In labs/13-cuda-saxpy/, you have three options:

  1. You have an NVIDIA GPU on your laptop: install CUDA Toolkit, compile and run the provided SAXPY kernel. Profile with nsys and ncu.

  2. You have an Apple Silicon Mac: run the provided Metal or MLX SAXPY version on the Apple GPU.

  3. You have neither: run the provided Colab notebook on a free-tier NVIDIA GPU.

The provided kernel is deliberately just SAXPY so the memory-bandwidth story is visible. Optional extensions ask you to try explicit CUDA copies, Triton, and larger problem sizes.

Discussion questions#

  1. SIMT degrades gracefully under branch divergence; classical SIMD does not. But modern CPUs (AVX-512, SVE) have predicated execution. Are CPUs becoming SIMT? What’s still different?

  2. The Cell BE was technically interesting and commercially short-lived. The Cell programmer had to manually orchestrate data motion to and from the SPE local stores. CUDA hid that with cache-and-memory-hierarchy abstractions. What lesson does the comparison suggest about which parts of an architecture should be exposed to programmers and which should be abstracted away?

  3. NVIDIA’s market dominance in HPC accelerators (~80% of Top500 accelerated FLOPS as of 2024) is partly architectural quality, partly software ecosystem (CUDA), partly first-mover. What would have to be true for AMD ROCm or Intel oneAPI to genuinely compete? Is the answer “a 10× hardware advantage” or “a 10× software advantage”?

Further reading#

  • Lindholm, E. et al. (2008). “NVIDIA Tesla: A unified graphics and computing architecture”. IEEE Micro. The G80 paper.

  • Nickolls, J. & Dally, W. (2010). “The GPU computing era”. IEEE Micro.

  • Owens, J.D. et al. (2007). “A survey of general-purpose computation on graphics hardware”. Computer Graphics Forum.
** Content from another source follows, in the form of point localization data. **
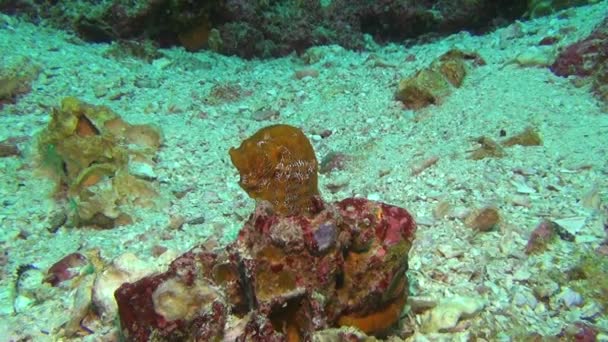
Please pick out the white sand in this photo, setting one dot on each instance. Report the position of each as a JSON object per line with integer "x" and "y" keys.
{"x": 354, "y": 99}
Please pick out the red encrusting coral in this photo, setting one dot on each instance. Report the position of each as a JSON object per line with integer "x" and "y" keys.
{"x": 296, "y": 268}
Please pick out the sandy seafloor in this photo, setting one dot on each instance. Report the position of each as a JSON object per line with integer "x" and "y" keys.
{"x": 353, "y": 97}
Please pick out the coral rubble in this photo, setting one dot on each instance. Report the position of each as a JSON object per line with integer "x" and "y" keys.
{"x": 291, "y": 274}
{"x": 432, "y": 84}
{"x": 103, "y": 163}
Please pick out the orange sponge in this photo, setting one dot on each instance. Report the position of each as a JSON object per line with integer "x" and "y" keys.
{"x": 278, "y": 164}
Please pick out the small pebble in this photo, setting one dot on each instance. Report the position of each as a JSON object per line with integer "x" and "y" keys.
{"x": 570, "y": 298}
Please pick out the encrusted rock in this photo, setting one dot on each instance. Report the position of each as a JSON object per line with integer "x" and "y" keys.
{"x": 289, "y": 274}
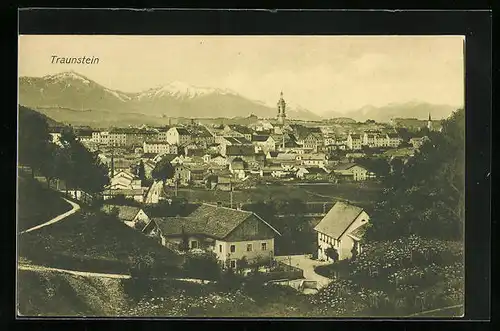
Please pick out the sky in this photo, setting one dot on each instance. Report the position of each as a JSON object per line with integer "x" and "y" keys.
{"x": 319, "y": 73}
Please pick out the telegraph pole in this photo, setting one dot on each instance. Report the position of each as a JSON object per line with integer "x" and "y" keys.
{"x": 231, "y": 196}
{"x": 112, "y": 171}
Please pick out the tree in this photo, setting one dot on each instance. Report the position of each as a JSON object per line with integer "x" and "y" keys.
{"x": 354, "y": 252}
{"x": 426, "y": 196}
{"x": 33, "y": 137}
{"x": 184, "y": 240}
{"x": 242, "y": 263}
{"x": 163, "y": 170}
{"x": 52, "y": 164}
{"x": 140, "y": 171}
{"x": 332, "y": 254}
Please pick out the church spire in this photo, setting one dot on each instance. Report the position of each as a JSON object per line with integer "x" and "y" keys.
{"x": 281, "y": 109}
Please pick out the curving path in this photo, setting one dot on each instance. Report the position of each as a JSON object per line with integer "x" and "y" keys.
{"x": 72, "y": 272}
{"x": 74, "y": 209}
{"x": 31, "y": 267}
{"x": 307, "y": 264}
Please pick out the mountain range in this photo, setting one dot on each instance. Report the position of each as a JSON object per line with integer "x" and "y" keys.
{"x": 73, "y": 98}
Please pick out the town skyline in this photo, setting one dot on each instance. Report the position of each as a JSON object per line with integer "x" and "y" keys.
{"x": 379, "y": 70}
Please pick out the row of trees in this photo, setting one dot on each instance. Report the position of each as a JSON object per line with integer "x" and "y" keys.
{"x": 426, "y": 195}
{"x": 69, "y": 160}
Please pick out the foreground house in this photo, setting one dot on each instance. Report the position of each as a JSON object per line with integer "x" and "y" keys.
{"x": 351, "y": 171}
{"x": 130, "y": 215}
{"x": 230, "y": 233}
{"x": 342, "y": 228}
{"x": 124, "y": 184}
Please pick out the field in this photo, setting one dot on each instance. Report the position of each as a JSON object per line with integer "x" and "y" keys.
{"x": 357, "y": 193}
{"x": 56, "y": 294}
{"x": 37, "y": 204}
{"x": 94, "y": 243}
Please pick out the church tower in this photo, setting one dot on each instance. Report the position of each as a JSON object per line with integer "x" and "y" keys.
{"x": 281, "y": 110}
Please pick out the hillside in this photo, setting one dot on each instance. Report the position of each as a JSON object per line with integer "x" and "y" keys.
{"x": 51, "y": 122}
{"x": 412, "y": 109}
{"x": 71, "y": 93}
{"x": 57, "y": 294}
{"x": 38, "y": 204}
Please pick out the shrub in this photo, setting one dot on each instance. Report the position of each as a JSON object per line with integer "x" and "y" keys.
{"x": 205, "y": 266}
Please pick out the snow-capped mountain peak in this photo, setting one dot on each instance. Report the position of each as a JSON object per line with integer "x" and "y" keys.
{"x": 182, "y": 90}
{"x": 65, "y": 75}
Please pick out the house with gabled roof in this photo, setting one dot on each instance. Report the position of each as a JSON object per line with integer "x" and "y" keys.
{"x": 354, "y": 141}
{"x": 178, "y": 136}
{"x": 230, "y": 233}
{"x": 264, "y": 143}
{"x": 342, "y": 229}
{"x": 351, "y": 171}
{"x": 130, "y": 215}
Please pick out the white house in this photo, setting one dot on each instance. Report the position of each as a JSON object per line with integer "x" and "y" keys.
{"x": 351, "y": 171}
{"x": 159, "y": 147}
{"x": 130, "y": 215}
{"x": 393, "y": 140}
{"x": 230, "y": 233}
{"x": 265, "y": 143}
{"x": 342, "y": 228}
{"x": 215, "y": 159}
{"x": 354, "y": 141}
{"x": 315, "y": 160}
{"x": 178, "y": 136}
{"x": 126, "y": 184}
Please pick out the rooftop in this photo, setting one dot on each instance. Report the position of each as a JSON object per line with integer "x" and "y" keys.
{"x": 210, "y": 220}
{"x": 338, "y": 219}
{"x": 125, "y": 213}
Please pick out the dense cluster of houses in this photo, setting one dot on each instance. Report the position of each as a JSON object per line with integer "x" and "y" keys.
{"x": 218, "y": 156}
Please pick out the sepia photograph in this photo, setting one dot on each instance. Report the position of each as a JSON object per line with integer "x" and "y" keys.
{"x": 204, "y": 176}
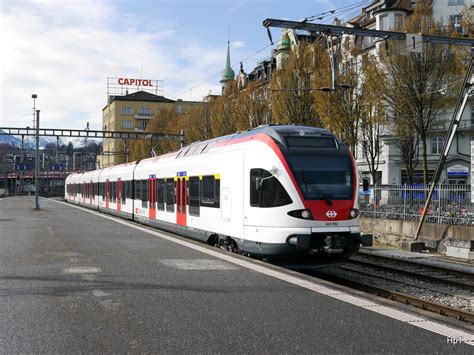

Pre-CUDA GPGPU.

  • The CUDA Programming Guide (current version on docs.nvidia.com). Required reference.

  • Volkov, V. (2010). “Better performance at lower occupancy”. GTC. Influential on how to think about GPU performance models.

  • For SIMT-vs-SIMD intellectual history: Hennessy & Patterson, 6th ed., chapter 4.